I have second thoughts as the rock is in my hands above his head, I mean, who wouldn’t, this shit’s going to get me into loads of trouble. But at the same time, I finally understand what all those shrinks in the serial killer documentaries meant when they said that the murderer wants to feel like God. It’s true, at this moment, I do. Not only that, I consider it an act of liberation, like those domestic abuse women who finally snap and whack their husbands in the head with an axe.

Urgh, I think I’m going to be sick. I am. He urgh. Bweurgh. Oh shit, oh shit, oh shit. The sound that it made, like stepping on a dry branch. And his face, it’s gone. His fucking face is gone. God my hands are shaking. The safe! The keys! Look at all these passports, the phones, the money! Fuck it, I’m having them too, what do these dumb bastards need them for.

‘WHAT? What are you doing? What have you done? Help!’

‘Shut up you idiot or I’ll brain you as well.’ It’s ‘that’ girl. She seems to be hyperventilating. ‘Look, keep quiet, come with me, we’ll share the cash and get out of here, only kept quiet, or else! Understand.’ Jumping Jesus Mary and Joseph would you look at her, she’s nodding her head and doing as I say. Whoever knew that life could be this easy. ‘Come on, follow me.’

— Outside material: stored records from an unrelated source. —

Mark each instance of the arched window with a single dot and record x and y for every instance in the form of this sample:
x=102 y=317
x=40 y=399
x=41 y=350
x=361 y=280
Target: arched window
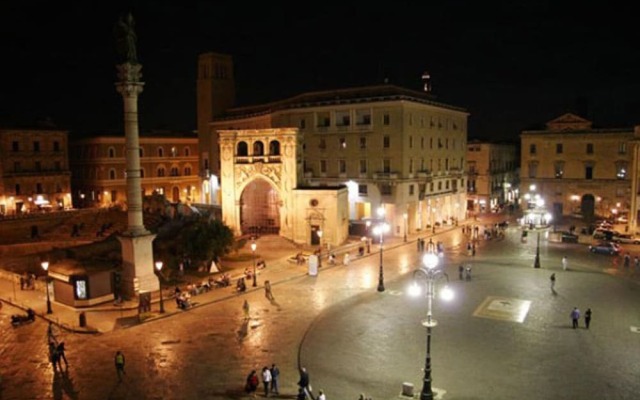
x=274 y=148
x=242 y=150
x=258 y=148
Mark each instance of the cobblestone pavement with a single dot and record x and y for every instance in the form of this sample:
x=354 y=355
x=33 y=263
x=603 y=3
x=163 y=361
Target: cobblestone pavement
x=354 y=339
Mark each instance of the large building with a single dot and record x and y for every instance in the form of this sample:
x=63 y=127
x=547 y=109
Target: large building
x=580 y=170
x=492 y=175
x=34 y=171
x=392 y=147
x=168 y=161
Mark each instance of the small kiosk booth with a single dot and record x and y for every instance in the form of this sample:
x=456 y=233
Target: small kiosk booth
x=78 y=286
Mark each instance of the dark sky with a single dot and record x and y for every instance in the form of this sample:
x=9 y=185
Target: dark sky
x=513 y=65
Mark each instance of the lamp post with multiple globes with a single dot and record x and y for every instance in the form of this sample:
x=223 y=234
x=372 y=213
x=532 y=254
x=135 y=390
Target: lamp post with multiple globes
x=430 y=274
x=380 y=229
x=159 y=268
x=45 y=266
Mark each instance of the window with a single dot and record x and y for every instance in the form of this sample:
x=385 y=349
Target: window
x=589 y=148
x=242 y=150
x=588 y=172
x=363 y=166
x=621 y=170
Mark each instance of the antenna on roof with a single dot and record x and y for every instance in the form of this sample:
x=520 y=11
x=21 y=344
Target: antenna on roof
x=426 y=80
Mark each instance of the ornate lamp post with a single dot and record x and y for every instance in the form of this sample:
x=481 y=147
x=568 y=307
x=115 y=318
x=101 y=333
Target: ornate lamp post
x=380 y=229
x=430 y=274
x=319 y=233
x=536 y=218
x=159 y=268
x=45 y=266
x=405 y=216
x=253 y=250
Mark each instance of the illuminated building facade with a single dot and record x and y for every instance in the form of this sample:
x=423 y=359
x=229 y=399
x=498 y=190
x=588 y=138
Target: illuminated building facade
x=168 y=161
x=34 y=171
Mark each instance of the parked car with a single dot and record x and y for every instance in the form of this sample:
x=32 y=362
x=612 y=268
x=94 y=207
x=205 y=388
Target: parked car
x=605 y=248
x=568 y=237
x=626 y=238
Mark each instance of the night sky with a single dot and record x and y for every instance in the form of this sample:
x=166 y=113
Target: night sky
x=513 y=65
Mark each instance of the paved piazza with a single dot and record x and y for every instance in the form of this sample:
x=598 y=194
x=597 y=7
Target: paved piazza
x=504 y=336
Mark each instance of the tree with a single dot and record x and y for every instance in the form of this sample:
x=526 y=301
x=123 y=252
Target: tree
x=206 y=239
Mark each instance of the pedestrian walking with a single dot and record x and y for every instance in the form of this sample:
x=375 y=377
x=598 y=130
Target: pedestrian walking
x=61 y=356
x=266 y=380
x=251 y=384
x=245 y=309
x=587 y=318
x=304 y=382
x=275 y=376
x=575 y=316
x=119 y=362
x=267 y=290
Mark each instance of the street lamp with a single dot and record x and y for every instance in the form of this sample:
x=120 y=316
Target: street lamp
x=159 y=268
x=430 y=273
x=253 y=250
x=536 y=218
x=319 y=233
x=45 y=266
x=406 y=217
x=380 y=229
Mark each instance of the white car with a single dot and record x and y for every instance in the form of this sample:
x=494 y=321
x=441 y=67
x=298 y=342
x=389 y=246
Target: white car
x=625 y=238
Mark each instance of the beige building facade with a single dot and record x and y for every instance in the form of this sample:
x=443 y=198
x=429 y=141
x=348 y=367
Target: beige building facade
x=492 y=175
x=168 y=162
x=393 y=148
x=580 y=170
x=34 y=171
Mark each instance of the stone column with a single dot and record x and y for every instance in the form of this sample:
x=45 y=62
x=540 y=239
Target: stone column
x=137 y=242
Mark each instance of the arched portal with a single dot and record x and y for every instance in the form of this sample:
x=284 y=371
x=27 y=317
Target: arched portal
x=260 y=208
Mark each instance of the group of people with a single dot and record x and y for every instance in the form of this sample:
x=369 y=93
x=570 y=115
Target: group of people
x=270 y=378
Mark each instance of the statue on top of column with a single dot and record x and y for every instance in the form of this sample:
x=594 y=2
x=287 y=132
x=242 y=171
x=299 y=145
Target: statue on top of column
x=126 y=40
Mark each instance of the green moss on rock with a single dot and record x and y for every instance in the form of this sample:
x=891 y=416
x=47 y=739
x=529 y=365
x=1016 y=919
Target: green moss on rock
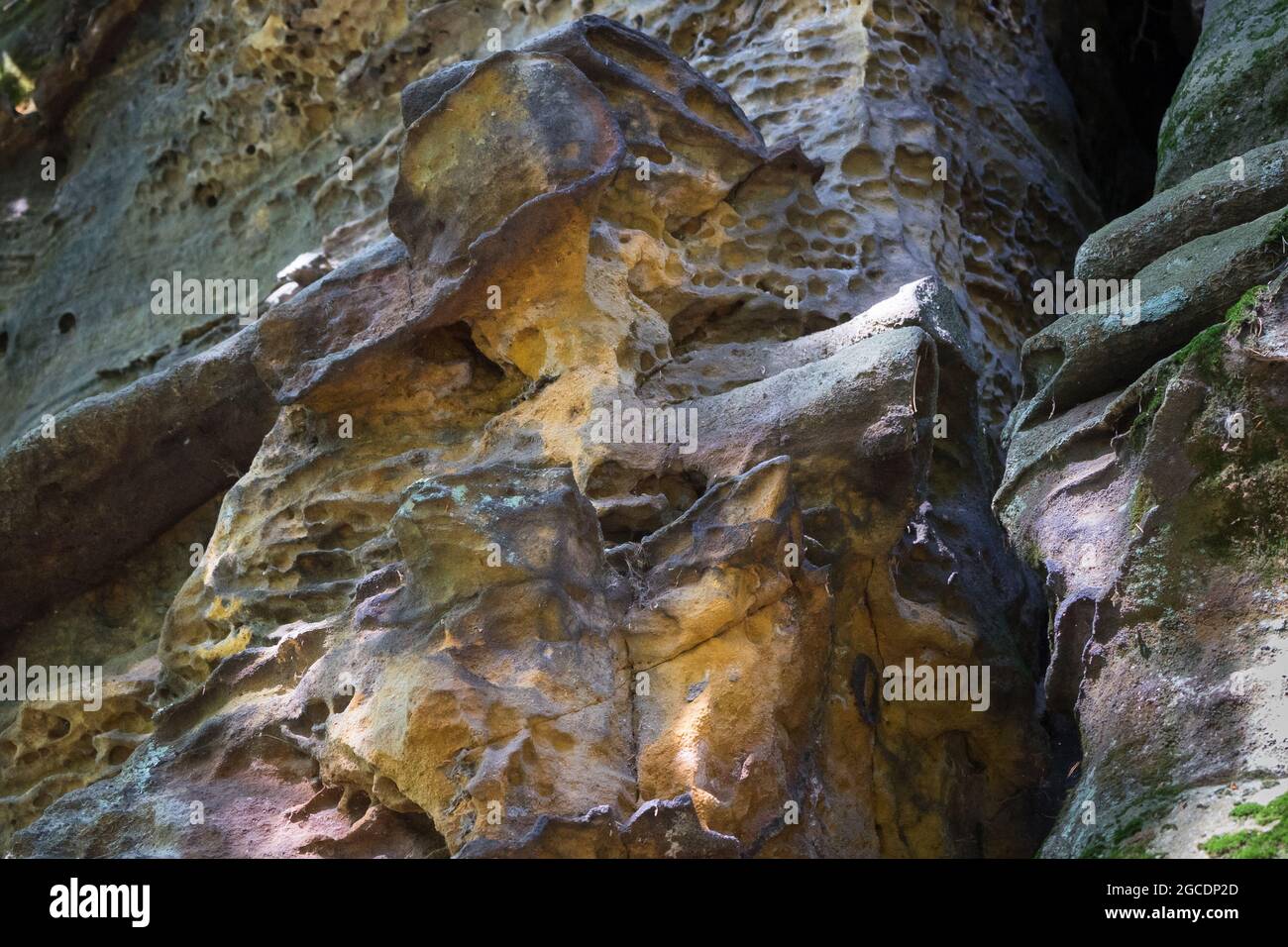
x=1254 y=843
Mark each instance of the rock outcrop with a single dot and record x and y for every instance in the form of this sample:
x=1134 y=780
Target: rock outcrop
x=1145 y=478
x=455 y=604
x=621 y=423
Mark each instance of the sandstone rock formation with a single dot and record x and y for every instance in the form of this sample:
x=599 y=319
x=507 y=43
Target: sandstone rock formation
x=397 y=567
x=1150 y=488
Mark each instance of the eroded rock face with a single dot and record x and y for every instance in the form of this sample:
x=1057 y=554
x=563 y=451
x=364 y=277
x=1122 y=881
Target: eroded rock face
x=451 y=608
x=1147 y=483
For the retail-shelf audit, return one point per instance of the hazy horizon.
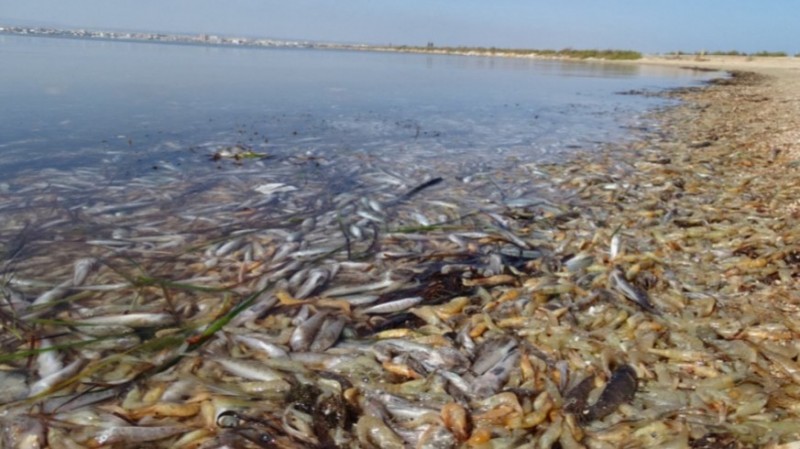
(712, 25)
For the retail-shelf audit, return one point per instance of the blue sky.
(646, 25)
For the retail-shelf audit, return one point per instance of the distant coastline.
(228, 41)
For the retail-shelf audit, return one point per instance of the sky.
(650, 26)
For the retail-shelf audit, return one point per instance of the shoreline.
(673, 260)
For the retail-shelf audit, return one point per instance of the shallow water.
(99, 138)
(128, 106)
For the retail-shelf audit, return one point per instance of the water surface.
(129, 106)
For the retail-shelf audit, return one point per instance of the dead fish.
(134, 320)
(304, 334)
(621, 389)
(490, 382)
(328, 333)
(630, 291)
(315, 279)
(248, 369)
(82, 269)
(394, 306)
(48, 382)
(491, 352)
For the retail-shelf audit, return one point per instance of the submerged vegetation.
(608, 54)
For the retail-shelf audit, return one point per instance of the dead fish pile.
(631, 303)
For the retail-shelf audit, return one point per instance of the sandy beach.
(724, 163)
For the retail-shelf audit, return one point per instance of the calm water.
(128, 107)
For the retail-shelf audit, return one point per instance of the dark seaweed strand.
(421, 187)
(621, 389)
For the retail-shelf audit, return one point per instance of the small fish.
(248, 369)
(82, 269)
(328, 333)
(490, 382)
(394, 306)
(621, 389)
(630, 291)
(304, 334)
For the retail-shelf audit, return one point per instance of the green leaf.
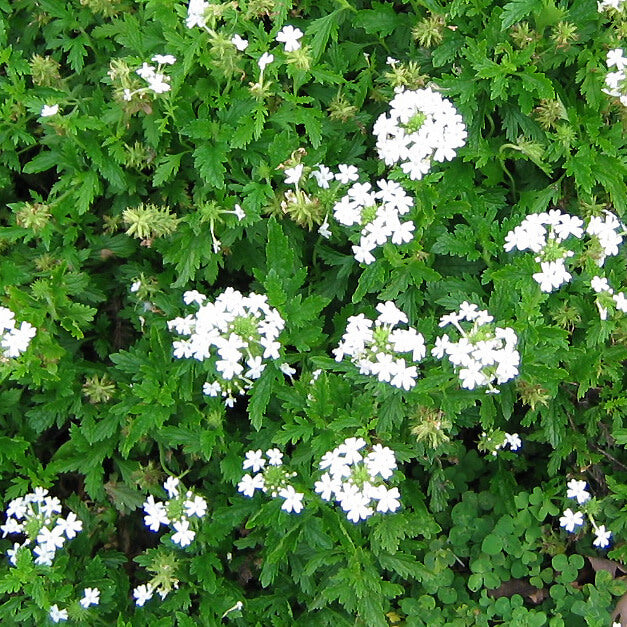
(260, 397)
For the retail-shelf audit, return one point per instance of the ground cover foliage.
(188, 301)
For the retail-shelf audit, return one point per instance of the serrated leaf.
(260, 397)
(168, 166)
(209, 159)
(514, 11)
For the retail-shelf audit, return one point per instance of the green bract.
(158, 152)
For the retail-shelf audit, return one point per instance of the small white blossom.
(91, 596)
(57, 615)
(577, 490)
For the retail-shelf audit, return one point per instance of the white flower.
(164, 59)
(196, 507)
(249, 484)
(254, 460)
(240, 43)
(293, 500)
(513, 440)
(347, 173)
(46, 112)
(70, 525)
(602, 539)
(275, 457)
(142, 594)
(171, 487)
(293, 175)
(264, 60)
(577, 490)
(91, 596)
(571, 519)
(290, 36)
(184, 535)
(56, 614)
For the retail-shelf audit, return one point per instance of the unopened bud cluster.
(236, 334)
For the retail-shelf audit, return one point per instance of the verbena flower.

With all the stuff in the bag we make it down to the beach, and just in time, because I can hear them waking up over there. That’s funny, where’s all the water gone, oh boy is my luck in, it’s like the parting of the Red Sea. I keep turning my head to look at her, thinking that any minute now she’ll be off and screaming, but she just keeps looking at me and following, she must be in shock or something.